RWANDA : Kagame sur les traces de l’empereur Bokassa
Le suspense n’aura pas duré plus d’un mois. En effet, à peine la Constitution modifiée par référendum, que le président rwandais, Paul Kagame, a annoncé sa candidature à la présidentielle de 2017. A travers cette décision, l’homme mince de Kigali rate ainsi une occasion de consolider la démocratie avec laquelle les Rwandais ont renoué au prix de mille efforts et sacrifices. Et c’est donc compréhensible que les Etats-Unis d’Amérique, berceau de la démocratie, montent au créneau pour dénoncer cette prédation des valeurs démocratiques que les Rwandais auront pourtant mis vingt bonnes années à construire. Mais l’on peut être sûr d’une chose : la réaction de Washington n’ébranlera pas outre mesure la détermination de Paul Kagame à prolonger son bail à la tête de l’Etat.

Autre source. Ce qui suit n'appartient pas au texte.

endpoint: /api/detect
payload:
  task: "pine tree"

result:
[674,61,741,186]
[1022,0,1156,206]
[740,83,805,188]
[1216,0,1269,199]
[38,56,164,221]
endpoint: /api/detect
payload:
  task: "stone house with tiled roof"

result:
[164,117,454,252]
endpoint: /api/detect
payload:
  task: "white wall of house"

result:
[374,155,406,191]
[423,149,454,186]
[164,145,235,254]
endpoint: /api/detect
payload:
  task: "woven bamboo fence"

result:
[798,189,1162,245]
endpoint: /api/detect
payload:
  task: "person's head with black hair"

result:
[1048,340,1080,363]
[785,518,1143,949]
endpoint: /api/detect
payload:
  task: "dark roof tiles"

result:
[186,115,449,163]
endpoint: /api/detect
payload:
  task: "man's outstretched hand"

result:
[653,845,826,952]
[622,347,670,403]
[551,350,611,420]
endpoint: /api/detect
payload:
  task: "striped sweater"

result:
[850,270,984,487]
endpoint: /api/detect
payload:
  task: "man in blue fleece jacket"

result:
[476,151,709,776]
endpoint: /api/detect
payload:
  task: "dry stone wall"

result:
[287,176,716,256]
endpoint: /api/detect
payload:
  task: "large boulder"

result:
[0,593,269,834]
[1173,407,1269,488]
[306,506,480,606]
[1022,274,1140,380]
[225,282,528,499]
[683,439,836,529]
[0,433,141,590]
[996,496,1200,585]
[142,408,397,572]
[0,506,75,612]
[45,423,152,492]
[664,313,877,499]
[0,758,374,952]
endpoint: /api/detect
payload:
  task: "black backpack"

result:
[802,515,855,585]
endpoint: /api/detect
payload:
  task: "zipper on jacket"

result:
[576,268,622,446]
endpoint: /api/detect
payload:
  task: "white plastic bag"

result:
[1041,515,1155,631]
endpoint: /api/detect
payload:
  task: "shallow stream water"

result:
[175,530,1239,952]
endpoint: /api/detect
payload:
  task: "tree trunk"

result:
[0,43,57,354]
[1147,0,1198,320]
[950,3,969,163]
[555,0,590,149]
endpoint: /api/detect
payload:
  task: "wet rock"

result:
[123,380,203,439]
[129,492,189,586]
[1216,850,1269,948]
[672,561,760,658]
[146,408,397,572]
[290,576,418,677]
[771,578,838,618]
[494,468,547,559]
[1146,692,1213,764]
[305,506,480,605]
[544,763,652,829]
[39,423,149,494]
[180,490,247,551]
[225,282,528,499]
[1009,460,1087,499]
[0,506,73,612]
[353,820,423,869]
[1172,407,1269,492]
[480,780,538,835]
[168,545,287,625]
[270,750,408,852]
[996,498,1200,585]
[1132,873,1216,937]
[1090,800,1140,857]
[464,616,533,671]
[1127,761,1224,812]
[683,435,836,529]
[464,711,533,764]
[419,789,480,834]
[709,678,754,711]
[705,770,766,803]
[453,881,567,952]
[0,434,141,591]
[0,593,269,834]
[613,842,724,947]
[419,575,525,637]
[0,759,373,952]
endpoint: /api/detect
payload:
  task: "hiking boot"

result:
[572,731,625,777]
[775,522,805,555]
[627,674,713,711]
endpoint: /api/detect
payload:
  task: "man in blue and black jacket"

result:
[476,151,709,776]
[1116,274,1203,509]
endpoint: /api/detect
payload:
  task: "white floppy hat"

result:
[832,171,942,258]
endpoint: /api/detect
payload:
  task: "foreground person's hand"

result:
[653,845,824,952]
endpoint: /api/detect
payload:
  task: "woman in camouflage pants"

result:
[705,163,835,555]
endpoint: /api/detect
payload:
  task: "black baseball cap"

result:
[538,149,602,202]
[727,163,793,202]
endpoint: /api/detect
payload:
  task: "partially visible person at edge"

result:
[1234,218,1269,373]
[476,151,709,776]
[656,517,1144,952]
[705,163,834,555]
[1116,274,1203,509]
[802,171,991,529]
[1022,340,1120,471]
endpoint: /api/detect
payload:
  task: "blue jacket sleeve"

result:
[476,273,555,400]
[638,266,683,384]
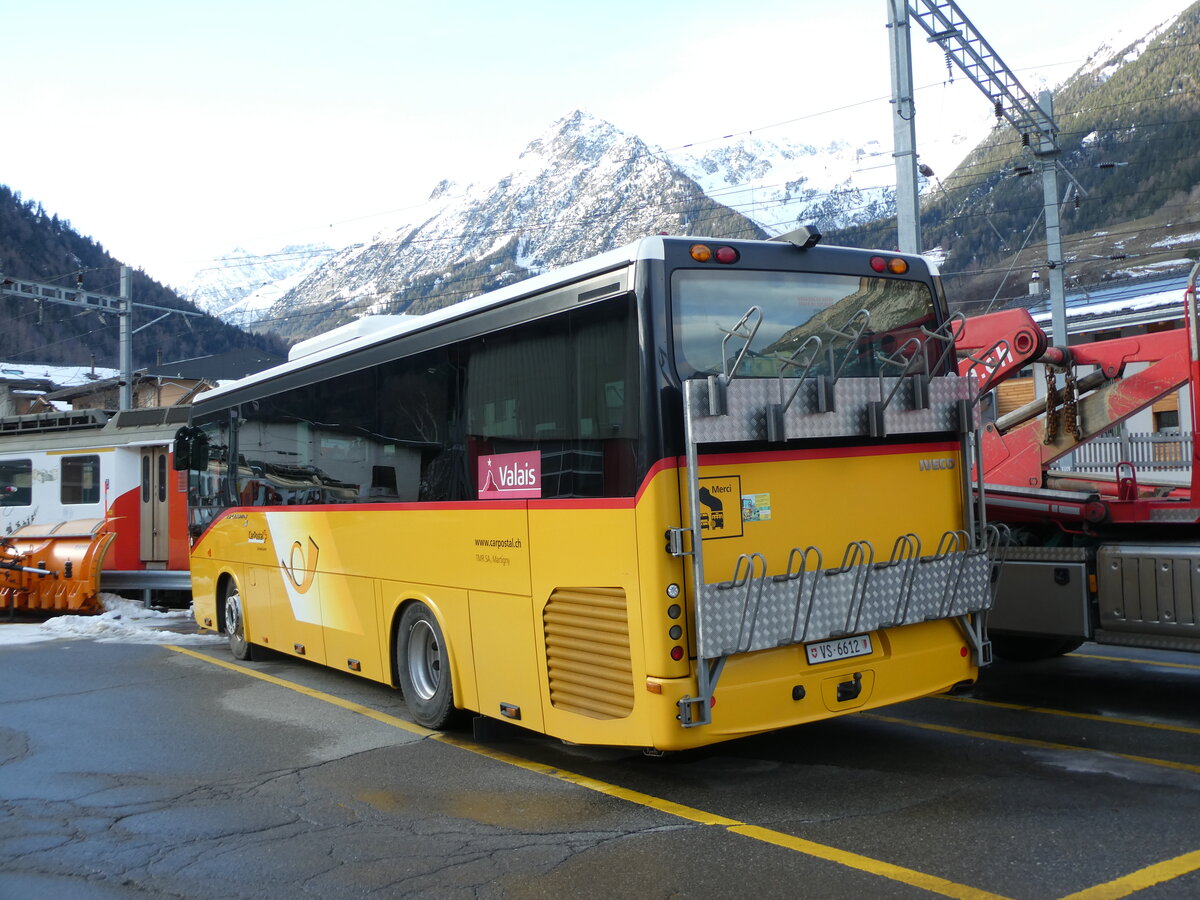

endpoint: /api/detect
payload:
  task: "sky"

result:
[0,0,1189,287]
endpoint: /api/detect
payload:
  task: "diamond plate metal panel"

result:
[688,376,974,444]
[696,540,992,659]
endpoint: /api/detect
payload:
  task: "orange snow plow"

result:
[0,518,116,612]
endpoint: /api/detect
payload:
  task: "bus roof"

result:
[193,236,667,407]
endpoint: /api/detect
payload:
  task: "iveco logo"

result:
[920,458,954,472]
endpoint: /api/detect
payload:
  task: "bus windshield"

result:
[671,269,937,378]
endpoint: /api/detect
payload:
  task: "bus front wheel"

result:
[396,602,455,728]
[224,580,254,660]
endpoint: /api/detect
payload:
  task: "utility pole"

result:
[1033,91,1068,347]
[118,265,133,409]
[0,265,204,409]
[888,0,922,253]
[902,0,1067,346]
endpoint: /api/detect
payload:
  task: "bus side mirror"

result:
[173,425,209,472]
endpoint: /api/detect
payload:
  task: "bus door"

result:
[139,446,170,568]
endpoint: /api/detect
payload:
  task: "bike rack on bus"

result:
[668,307,1006,727]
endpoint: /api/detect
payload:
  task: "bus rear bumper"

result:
[652,620,978,750]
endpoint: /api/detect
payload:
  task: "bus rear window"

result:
[671,269,937,378]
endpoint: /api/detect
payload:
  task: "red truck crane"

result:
[956,264,1200,660]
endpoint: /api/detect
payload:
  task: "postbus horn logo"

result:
[280,538,320,594]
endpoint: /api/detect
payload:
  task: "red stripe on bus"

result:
[194,440,959,532]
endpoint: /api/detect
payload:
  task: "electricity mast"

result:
[888,0,1067,346]
[0,265,204,409]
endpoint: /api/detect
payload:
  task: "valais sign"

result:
[476,450,541,500]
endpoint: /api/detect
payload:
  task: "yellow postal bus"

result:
[175,234,991,750]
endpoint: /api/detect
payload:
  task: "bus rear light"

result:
[688,244,742,265]
[870,257,908,275]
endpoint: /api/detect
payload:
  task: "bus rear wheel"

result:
[223,580,254,660]
[396,602,455,728]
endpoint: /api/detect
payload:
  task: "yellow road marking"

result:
[1067,653,1200,670]
[167,644,1004,900]
[932,694,1200,734]
[167,644,438,738]
[858,713,1200,775]
[1062,850,1200,900]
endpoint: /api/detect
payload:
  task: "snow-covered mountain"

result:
[180,244,335,328]
[671,136,895,234]
[255,112,766,337]
[186,112,895,337]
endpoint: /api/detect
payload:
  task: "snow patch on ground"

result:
[0,594,226,647]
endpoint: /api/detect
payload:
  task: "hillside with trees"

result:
[0,185,286,368]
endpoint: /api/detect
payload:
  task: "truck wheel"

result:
[396,602,455,728]
[224,578,254,660]
[991,635,1084,662]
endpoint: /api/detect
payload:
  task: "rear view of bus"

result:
[175,230,990,750]
[664,235,995,740]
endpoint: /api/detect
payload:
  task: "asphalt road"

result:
[0,624,1200,900]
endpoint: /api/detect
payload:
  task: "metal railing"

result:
[1055,432,1192,473]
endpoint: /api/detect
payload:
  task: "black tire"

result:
[396,602,456,728]
[221,578,254,660]
[991,635,1084,662]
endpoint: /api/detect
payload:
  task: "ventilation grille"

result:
[542,588,634,719]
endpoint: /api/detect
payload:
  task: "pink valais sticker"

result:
[478,450,541,500]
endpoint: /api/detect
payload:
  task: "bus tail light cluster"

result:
[871,257,908,275]
[690,244,742,265]
[667,595,684,662]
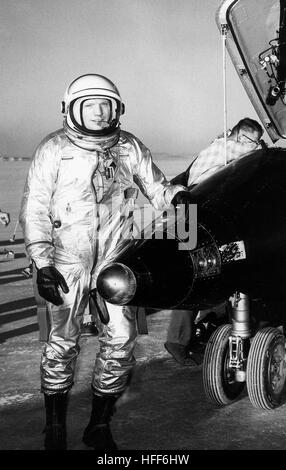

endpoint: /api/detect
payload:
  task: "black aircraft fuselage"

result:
[97,148,286,316]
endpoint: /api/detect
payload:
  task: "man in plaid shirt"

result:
[164,118,263,366]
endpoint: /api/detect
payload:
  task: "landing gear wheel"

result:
[203,325,245,405]
[246,327,286,410]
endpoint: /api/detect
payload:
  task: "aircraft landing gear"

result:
[246,327,286,410]
[203,294,286,409]
[203,325,245,405]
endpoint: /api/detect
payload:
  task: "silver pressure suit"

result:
[20,129,183,395]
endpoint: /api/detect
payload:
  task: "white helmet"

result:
[62,74,125,137]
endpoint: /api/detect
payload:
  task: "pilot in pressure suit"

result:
[20,74,185,450]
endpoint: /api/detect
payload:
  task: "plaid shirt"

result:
[188,138,253,186]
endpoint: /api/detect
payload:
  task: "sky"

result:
[0,0,282,157]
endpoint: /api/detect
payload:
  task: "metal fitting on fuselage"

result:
[231,292,251,339]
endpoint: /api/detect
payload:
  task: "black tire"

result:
[246,327,286,410]
[203,325,245,405]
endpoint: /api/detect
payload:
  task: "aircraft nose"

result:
[97,263,137,305]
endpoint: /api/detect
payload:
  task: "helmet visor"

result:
[69,96,119,135]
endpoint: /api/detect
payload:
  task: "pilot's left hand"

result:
[0,210,10,227]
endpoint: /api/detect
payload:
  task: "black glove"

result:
[171,191,194,207]
[37,266,69,305]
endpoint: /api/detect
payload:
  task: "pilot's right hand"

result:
[171,191,194,207]
[37,266,69,305]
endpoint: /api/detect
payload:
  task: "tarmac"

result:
[0,235,286,451]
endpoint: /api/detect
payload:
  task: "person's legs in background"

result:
[164,309,199,366]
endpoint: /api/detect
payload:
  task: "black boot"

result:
[44,393,68,450]
[82,395,119,450]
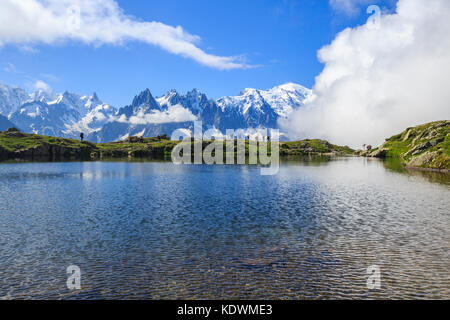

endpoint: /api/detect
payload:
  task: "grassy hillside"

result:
[280,139,355,155]
[366,120,450,170]
[0,129,354,160]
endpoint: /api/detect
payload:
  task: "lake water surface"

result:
[0,158,450,299]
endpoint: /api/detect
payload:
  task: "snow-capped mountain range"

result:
[0,83,312,142]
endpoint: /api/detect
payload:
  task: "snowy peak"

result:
[217,83,312,117]
[131,89,159,109]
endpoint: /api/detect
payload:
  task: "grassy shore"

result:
[0,129,354,160]
[360,120,450,171]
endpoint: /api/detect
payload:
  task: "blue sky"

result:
[0,0,395,107]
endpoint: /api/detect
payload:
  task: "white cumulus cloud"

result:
[280,0,450,147]
[330,0,380,16]
[0,0,250,70]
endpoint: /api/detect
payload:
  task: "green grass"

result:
[0,132,354,159]
[372,120,450,169]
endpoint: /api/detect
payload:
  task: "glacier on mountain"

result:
[0,83,312,142]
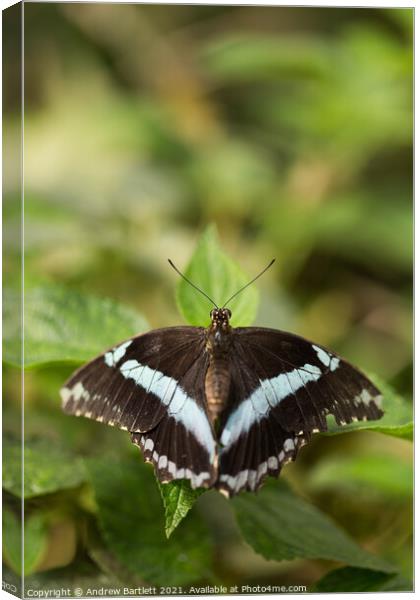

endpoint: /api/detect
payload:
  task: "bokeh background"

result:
[4,4,413,596]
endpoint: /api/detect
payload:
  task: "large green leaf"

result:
[309,454,413,502]
[3,506,48,575]
[311,567,395,593]
[232,480,393,572]
[159,479,205,538]
[4,285,147,367]
[3,436,86,498]
[176,226,258,327]
[86,456,211,585]
[328,374,413,440]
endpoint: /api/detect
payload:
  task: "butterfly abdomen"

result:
[205,356,230,422]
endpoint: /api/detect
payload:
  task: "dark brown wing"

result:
[218,327,383,494]
[61,327,220,487]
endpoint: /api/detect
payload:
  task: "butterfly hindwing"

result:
[218,328,383,495]
[61,327,216,487]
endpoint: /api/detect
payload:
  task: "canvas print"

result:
[3,2,414,598]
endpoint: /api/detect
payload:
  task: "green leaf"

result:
[176,225,258,327]
[3,436,86,498]
[159,479,205,538]
[326,375,413,440]
[4,285,147,367]
[86,456,211,585]
[311,567,395,593]
[3,506,48,575]
[309,454,413,502]
[232,480,393,572]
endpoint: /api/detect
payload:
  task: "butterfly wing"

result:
[218,327,383,495]
[61,327,216,487]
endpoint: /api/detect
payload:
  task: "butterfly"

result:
[61,260,383,497]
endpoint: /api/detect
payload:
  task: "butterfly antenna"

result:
[222,258,276,308]
[168,258,219,308]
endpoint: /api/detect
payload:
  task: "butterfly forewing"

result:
[61,327,216,487]
[62,318,383,495]
[218,328,383,494]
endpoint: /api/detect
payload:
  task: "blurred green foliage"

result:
[3,4,413,591]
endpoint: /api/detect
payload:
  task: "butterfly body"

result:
[61,308,383,496]
[205,309,232,423]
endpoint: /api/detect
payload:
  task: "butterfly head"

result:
[210,308,232,329]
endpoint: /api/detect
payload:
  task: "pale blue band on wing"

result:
[120,359,215,462]
[220,364,322,448]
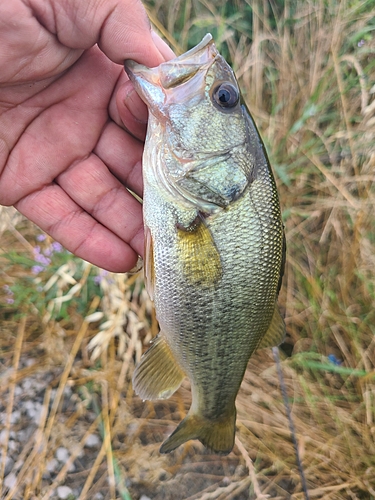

Sa réponse au pays de l’Oncle Sam est, pour le moins, nauséeuse : « Il y a pas mal de choses très décevantes qui se passent à travers le monde, nous espérons porter notre propre fardeau et ne pas être le fardeau des autres ». Mais pendant que Washington exprime avec véhémence sa colère contre cette mise en bière de la démocratie au Rwanda, la France, elle, reste atone et aphone. C’est aussi la même posture qu’ont adoptée l’Union européenne et l’Union africaine. Jusqu’au moment où nous tracions ces lignes, ni l’une ni l’autre n’avait pipé mot sur le 3e mandat de Paul Kagame. Mais leur mutisme, à dire vrai, n’étonne guère. En effet, les Occidentaux, la France en particulier, ont si mal géré le génocide rwandais que ce sentiment de culpabilité leur colle à la peau comme une puce. Et Paul Kagame le sait. Il le sait si bien qu’il en a fait un moyen de chantage. L’homme n’hésite pas à rabattre le caquet aux Occidentaux lorsqu’ils essaient de critiquer sa gestion. Et tant que les Occidentaux ne sortiront pas de cette logique, les choses resteront ainsi pour longtemps.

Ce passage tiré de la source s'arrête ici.